Introduction
In my previous article, we understood image augmentation using AugLy, a recently introduced library from Facebook. Follow along to explore three popular image augmentation libraries in Python in this article.
An image classifier usually performs better when trained on significantly more images. A common problem in image classification models occurs when the model fails to correctly classify an image only because it was not trained on a different orientation of the same image. This can be overcome by feeding multiple possible image orientations and transformations to the model for training. However, in reality, gathering such diverse data might require more time, resources, and expertise and could be costly for a company. In such cases, image data augmentation is a popular choice for adding diversity to the existing dataset by using one or more augmentation techniques to generate various images for training. Although several Python libraries support multiple augmentation techniques, not all techniques are relevant and appropriate to train the model. A user needs to know which augmentations would help generate realistic additional data for training the model.
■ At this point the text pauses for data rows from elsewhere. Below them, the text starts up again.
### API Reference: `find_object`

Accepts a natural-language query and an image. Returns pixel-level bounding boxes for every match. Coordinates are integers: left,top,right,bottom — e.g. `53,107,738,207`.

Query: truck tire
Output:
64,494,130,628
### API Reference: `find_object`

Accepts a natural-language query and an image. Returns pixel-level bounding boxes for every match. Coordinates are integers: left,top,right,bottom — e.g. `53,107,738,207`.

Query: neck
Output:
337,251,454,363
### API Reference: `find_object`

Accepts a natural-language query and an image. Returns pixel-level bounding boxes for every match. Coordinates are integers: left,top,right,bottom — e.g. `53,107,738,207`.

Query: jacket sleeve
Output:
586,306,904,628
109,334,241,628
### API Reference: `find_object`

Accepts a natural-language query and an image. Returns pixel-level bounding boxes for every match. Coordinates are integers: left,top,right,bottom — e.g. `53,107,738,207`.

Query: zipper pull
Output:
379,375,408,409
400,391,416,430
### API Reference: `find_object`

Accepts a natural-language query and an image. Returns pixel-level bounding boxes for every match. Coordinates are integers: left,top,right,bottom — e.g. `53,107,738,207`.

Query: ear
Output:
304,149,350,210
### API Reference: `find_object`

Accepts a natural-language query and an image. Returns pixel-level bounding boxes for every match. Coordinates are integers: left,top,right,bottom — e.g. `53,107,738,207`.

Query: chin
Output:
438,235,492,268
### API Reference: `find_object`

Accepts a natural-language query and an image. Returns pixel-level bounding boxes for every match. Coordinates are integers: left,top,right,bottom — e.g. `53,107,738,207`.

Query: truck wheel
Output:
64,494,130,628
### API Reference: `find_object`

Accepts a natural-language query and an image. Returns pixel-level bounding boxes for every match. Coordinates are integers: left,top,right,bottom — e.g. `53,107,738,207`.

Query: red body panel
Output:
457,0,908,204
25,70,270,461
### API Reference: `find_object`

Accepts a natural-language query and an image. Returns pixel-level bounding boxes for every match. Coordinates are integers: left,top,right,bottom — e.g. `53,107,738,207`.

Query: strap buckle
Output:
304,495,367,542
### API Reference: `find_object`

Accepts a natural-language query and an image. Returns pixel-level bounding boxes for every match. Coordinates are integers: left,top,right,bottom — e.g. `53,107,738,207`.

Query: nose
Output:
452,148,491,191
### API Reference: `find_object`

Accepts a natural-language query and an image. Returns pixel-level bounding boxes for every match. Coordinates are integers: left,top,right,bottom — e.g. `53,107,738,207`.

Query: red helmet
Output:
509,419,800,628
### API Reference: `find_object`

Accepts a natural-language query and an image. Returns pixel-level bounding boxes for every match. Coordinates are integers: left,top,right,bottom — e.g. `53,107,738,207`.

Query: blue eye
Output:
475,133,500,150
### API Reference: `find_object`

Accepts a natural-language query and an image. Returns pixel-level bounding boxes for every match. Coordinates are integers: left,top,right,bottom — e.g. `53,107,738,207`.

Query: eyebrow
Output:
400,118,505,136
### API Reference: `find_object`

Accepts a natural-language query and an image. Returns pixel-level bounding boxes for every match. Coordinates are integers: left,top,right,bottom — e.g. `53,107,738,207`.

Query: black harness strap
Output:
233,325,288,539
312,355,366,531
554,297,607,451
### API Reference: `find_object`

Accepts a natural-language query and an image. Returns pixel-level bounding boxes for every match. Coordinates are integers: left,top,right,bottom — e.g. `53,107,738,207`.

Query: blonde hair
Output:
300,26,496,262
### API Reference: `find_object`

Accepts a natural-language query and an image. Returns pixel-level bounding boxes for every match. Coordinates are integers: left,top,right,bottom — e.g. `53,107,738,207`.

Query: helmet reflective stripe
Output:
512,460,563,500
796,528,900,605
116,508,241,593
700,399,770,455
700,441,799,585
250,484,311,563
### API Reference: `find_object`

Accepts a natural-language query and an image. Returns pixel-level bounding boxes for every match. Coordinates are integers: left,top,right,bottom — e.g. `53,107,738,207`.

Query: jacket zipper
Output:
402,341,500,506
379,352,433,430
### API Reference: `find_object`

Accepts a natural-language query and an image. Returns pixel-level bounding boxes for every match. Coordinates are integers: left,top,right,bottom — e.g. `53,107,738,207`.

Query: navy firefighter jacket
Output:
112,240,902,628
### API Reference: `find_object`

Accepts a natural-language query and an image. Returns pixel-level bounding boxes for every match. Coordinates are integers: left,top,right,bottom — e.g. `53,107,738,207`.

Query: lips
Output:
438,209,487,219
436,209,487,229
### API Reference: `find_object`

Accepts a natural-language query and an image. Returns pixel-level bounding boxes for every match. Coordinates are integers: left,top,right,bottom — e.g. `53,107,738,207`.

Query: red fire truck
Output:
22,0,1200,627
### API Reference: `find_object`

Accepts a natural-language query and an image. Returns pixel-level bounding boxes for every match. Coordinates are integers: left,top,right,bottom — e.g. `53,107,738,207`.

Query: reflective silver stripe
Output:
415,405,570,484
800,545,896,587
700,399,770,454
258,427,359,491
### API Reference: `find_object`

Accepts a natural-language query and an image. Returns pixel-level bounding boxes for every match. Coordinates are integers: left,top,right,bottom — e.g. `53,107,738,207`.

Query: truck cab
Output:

We can augment the image data using various techniques. It can include:
- Augmenting image data using Geometric transformations such as flipping, cropping, rotating, zooming, etc.
- Augmenting image data by using Color transformations such as by adjusting brightness, darkness, sharpness, saturation, etc.
- Augmenting image data by random erasing, mixing images, etc.
Imgaug
Imgaug is an open-source python package that allows you to augment images in machine learning experiments. It works with a variety of augmentation techniques. It has a simple yet powerful interface and can augment images, landmarks, bounding boxes, heatmaps, and segmentation maps.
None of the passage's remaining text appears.